Marissa tidak menjadikan mual pagi hari ini menjadi beban pikiran. Wanita itu berpikiran positif bahwa siapa saja bisa mengalami mual di pagi hari walau bukan karena hamil muda. Marissa sangat yakin banyak faktor yang bisa membuat seseorang merasa mual di pagi hari.
"Masih mual?" tanya Arjuna lembut dan menoleh ke Marissa.
"Masih pa, tapi sudah lebih baik dibandingkan tadi," jawab Marissa. Mual itu memang sudah berkurang kini kepalanya yang terasa pusing. Tapi Marissa masih bisa menahan dan memilih tidak mengeluhkan sakit kepala itu kepada sang papa. Marissa takut, Arjuna membawa dirinya ke rumah sakit jika mengetahui apa yang dialami saat ini.
"Akan lebih baik lagi jika seandainya tadi kamu sarapan terlebih dahulu. Tapi ya sudahlah. Nanti pas jam istirahat jangan lupa makan. Makan yang bergizi dan jangan jajan sembarangan."
"Iya pa."
Marissa menjawab singkat. Arjun sangat tegas dan tidak bisa dibantah oleh siapapun jika perkataannya benar.
Marissa tersenyum melihat gedung sekolahnya sudah di depan Mata. Memasuki ajaran baru di kelas XII. Membuat Marissa ingin belajar lebih giat lagi. Arjuna sudah berjanji akan memberikan ijin kepada dirinya melanjutkan pendidikan di luar negeri di universitas impiannya jika nilai memenuhi persyaratan untuk itu.
"Ingat ambil bangku paling depan," kata Arjuna setelah menghentikan mobilnya. Arjuna selalu menekankan Marissa supaya duduk di bangku paling depan supaya konsentrasi dalam proses belajar.
"Siap papaku ganteng," jawab Marissa sambil mengulurkan tangannya. Marissa mencium punggung tangan Arjuna dan Arjuna mengusap kepala Marissa dengan penuh kasih sayang.
"Uang jajan sudah ada?"
"Sudah pa. Tapi kalau papa mau nambah. Marissa dengan senang hati menerima," jawab Marissa dengan menyodorkan telapak tangannya. Arjuna tertawa sambil mengambil dompetnya.
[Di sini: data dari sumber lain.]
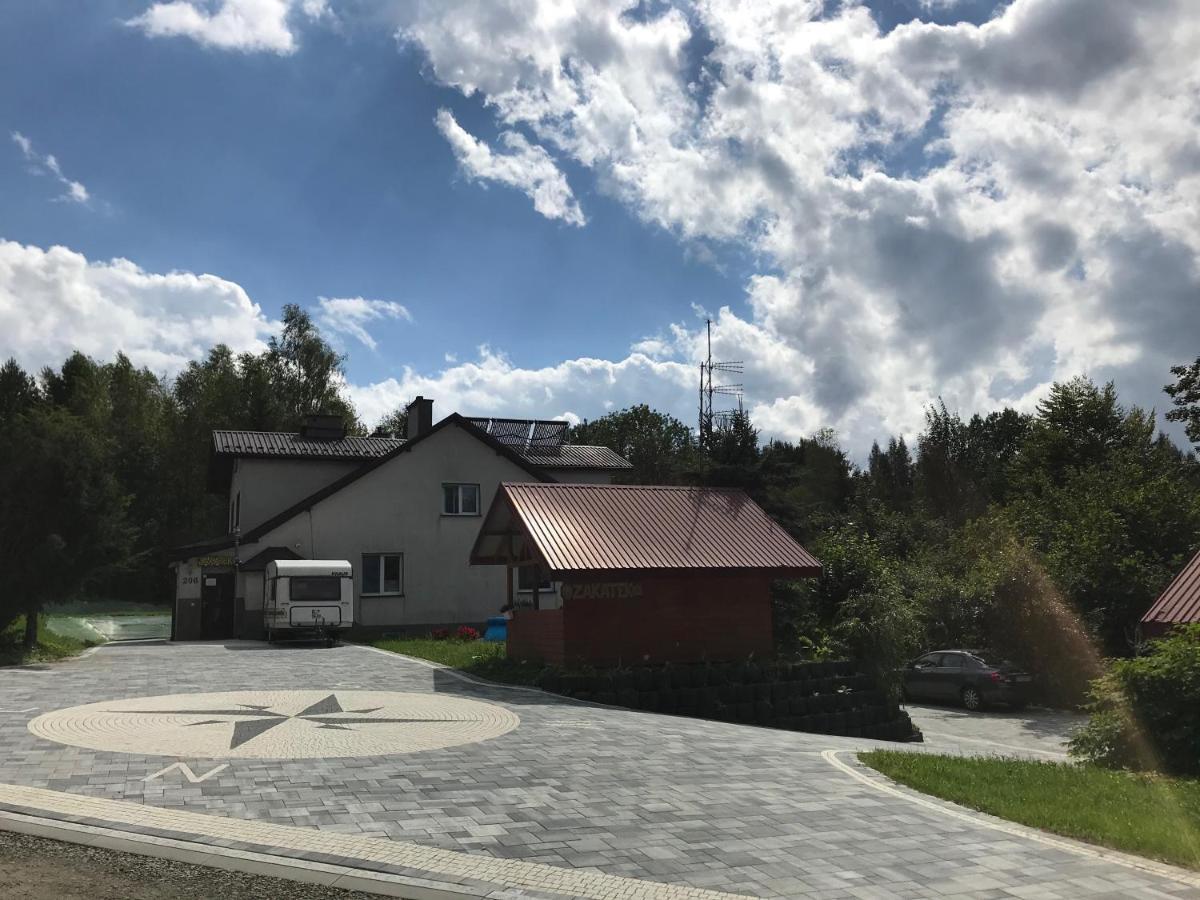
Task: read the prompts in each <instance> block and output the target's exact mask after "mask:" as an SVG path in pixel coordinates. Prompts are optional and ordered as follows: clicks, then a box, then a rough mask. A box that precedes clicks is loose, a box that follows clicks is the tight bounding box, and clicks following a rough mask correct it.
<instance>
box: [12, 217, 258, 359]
mask: <svg viewBox="0 0 1200 900" xmlns="http://www.w3.org/2000/svg"><path fill="white" fill-rule="evenodd" d="M275 328H276V323H272V322H270V320H269V319H268V318H266V317H265V316H263V312H262V310H260V308H259V307H258V305H257V304H253V302H252V301H251V300H250V298H248V296H247V295H246V292H245V290H242V289H241V287H239V286H238V284H235V283H233V282H230V281H226V280H224V278H218V277H217V276H215V275H194V274H192V272H179V271H173V272H167V274H166V275H161V274H156V272H148V271H145V270H143V269H140V268H138V266H137V265H134V264H133V263H131V262H130V260H128V259H112V260H108V262H89V260H88V259H86V258H85V257H84V256H82V254H80V253H76V252H73V251H71V250H67V248H66V247H50V248H49V250H42V248H40V247H35V246H25V245H22V244H17V242H13V241H7V240H2V239H0V358H2V359H7V358H10V356H13V358H16V359H17V361H18V362H20V364H22V365H23V366H25V367H26V368H28V370H31V371H36V370H38V368H41V367H42V366H59V365H61V364H62V360H65V359H66V358H67V355H68V354H70V353H72V352H73V350H82V352H83V353H86V354H88V355H91V356H95V358H97V359H112V358H113V355H114V354H115V353H116V352H118V350H122V352H124V353H125V354H126V355H127V356H128V358H130V359H131V360H133V362H134V364H137V365H139V366H149V367H150V368H151V370H152V371H155V372H160V373H174V372H178V371H179V370H180V368H182V367H184V366H185V365H186V364H187V361H188V360H192V359H198V358H200V356H203V355H204V354H205V353H208V350H209V348H210V347H211V346H212V344H215V343H226V344H228V346H229V347H232V348H233V349H234V350H260V349H263V348H264V347H265V343H264V337H265V336H266V335H269V334H270V332H271V331H272V330H274V329H275Z"/></svg>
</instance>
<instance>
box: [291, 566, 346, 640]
mask: <svg viewBox="0 0 1200 900" xmlns="http://www.w3.org/2000/svg"><path fill="white" fill-rule="evenodd" d="M288 600H289V601H290V606H289V607H288V622H289V623H290V624H292V625H293V626H294V628H305V626H307V625H316V624H318V623H322V622H323V623H324V624H325V625H341V624H342V605H341V601H342V578H341V576H337V575H293V576H292V577H289V578H288Z"/></svg>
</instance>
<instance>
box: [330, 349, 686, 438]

Arjuna mengeluarkan beberapa lembar kertas merah dan meletakkan lembaran itu di telapak tangan Marissa. Marissa tidak seperti putri orang kaya lainnya yang sudah mempunyai atm di masa bangku sekolah. Arjuna dan Nisa memberikan uang jajan setiap harinya cash kepada Marissa.
"Terima kasih papaku yang baik. Semoga papa panjang umur, banyak rejeki dan secepatnya mempunyai anak kandung."
Arjuna tertawa mendengar kata kata indah dari Marissa. Marissa akan selalu berkata seperti itu tiap kalinya Arjuna memberikan sesuatu kepada gadis belia itu.
"Papa tidak ulang tahun hari ini. Masih lama."
"Ulang tahun atau tidak. Yang pasti aku menginginkan semua perkataan aku tadi menjadi kenyataan pa. Udah ya pa. Aku masuk dulu. Papa hati hati menyetir."
Tanpa mendengar jawaban Arjuna. Gadis belia itu membuka pintu mobil dan menutupnya. Rasa mual yang masih terasa di dalam mobil hilang begitu melihat teman temannya sudah menunggu di depan gerbang sekolah itu.
Arjuna masih bisa melihat Marissa dari dalam mobil itu. Ada rasa bangga di hatinya karena bisa mendidik Marissa menjadi gadis yang baik, ramah, sopan dan murah hati. Memberikan uang jajan berlebih kepada Marissa bukan hal yang baru bagi Arjuna. Arjuna mengetahui sikap penolong dalam diri Marissa sangat tinggi.
Setelah memastikan Marissa memasuki gerbang sekolah. Arjuna meninggalkan tempat itu. Sedangkan Marissa sudah berbaur dengan teman temannya dan kini sedang bercanda. Rasa mual dan sakit kepala itu lenyap seketika hanya bertemu dengan para temannya.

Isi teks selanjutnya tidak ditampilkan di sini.